From The West Wing to The Simpsons, House and now Industry, TV baddies have made a tongue-in-cheek Gilbert and Sullivan show tune their own

Warning: this article contains spoilers for Industry season four, episode six.

If you’re up to date with Industry (if you’re not, proceed with caution) then you’ll know that Kit Harington’s character Henry Muck has spent season four being even more of a nightmare than usual. He has been depressed, intoxicated, suicidal and horny in equal measure, all of which was topped off in the most recent episode with a sweaty bunk-up with a guy in a club.

How do we know he’s fully going off the rails? That’s easy: the club scene was directly preceded by a shot of Muck in the shower, singing For He is an Englishman from HMS Pinafore. And he hasn’t been the only one lately. In The Night Manager, Hugh Laurie burst into a rousing verse of the song. You probably don’t need reminding that his character Richard Roper is, to put it mildly, a bit of a bad egg.

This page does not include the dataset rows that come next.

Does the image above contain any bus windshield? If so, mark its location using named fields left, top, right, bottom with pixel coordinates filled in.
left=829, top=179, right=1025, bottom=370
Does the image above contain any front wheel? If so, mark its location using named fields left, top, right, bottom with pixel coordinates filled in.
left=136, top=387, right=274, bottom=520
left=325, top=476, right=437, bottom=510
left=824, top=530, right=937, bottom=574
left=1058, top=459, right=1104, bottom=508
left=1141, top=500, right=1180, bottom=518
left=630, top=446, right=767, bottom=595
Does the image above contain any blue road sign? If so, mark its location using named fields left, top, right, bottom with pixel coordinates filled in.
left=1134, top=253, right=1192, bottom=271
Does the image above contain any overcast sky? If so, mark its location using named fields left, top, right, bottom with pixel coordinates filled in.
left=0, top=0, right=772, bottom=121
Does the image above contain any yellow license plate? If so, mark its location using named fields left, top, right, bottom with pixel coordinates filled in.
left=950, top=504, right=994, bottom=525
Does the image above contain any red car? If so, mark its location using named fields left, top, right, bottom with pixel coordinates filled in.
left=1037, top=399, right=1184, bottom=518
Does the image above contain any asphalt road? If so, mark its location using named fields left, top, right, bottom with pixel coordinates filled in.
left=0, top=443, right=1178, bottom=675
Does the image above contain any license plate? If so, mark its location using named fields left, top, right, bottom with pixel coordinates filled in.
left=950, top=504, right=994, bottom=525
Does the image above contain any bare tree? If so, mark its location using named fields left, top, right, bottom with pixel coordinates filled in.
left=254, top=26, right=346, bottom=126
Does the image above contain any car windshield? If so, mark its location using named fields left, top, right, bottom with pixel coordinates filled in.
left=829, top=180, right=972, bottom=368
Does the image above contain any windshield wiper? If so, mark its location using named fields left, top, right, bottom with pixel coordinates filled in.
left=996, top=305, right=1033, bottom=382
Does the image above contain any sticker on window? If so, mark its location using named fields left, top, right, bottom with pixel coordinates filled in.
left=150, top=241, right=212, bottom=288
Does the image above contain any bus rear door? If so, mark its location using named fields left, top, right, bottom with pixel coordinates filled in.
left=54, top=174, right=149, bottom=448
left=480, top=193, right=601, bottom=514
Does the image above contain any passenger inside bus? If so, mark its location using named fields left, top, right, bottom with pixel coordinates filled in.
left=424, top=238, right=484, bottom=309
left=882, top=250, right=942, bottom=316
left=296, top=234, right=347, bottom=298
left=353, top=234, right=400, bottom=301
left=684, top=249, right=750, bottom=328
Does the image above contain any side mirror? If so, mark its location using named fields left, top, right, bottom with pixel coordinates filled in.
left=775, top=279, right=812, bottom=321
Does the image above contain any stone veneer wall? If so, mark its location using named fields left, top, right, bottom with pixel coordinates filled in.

Perhaps this is to be expected. Although the works of Gilbert and Sullivan have gained a reputation for being chummy, collegiate and a little pompous, For He is an Englishman is in fact a bitingly satirical piece of faux-patriotism. Although it sounds like something to be bellowed by tipsy Last Night of the Proms poshos, the song speaks to the kind of blind nationalism that bases exceptionalism purely on the location of one’s birth. “For he might have been a Roosian, a French, or Turk or Proosian,” it goes, “But in spite of all temptations to belong to other nations, he remains an Englishman.”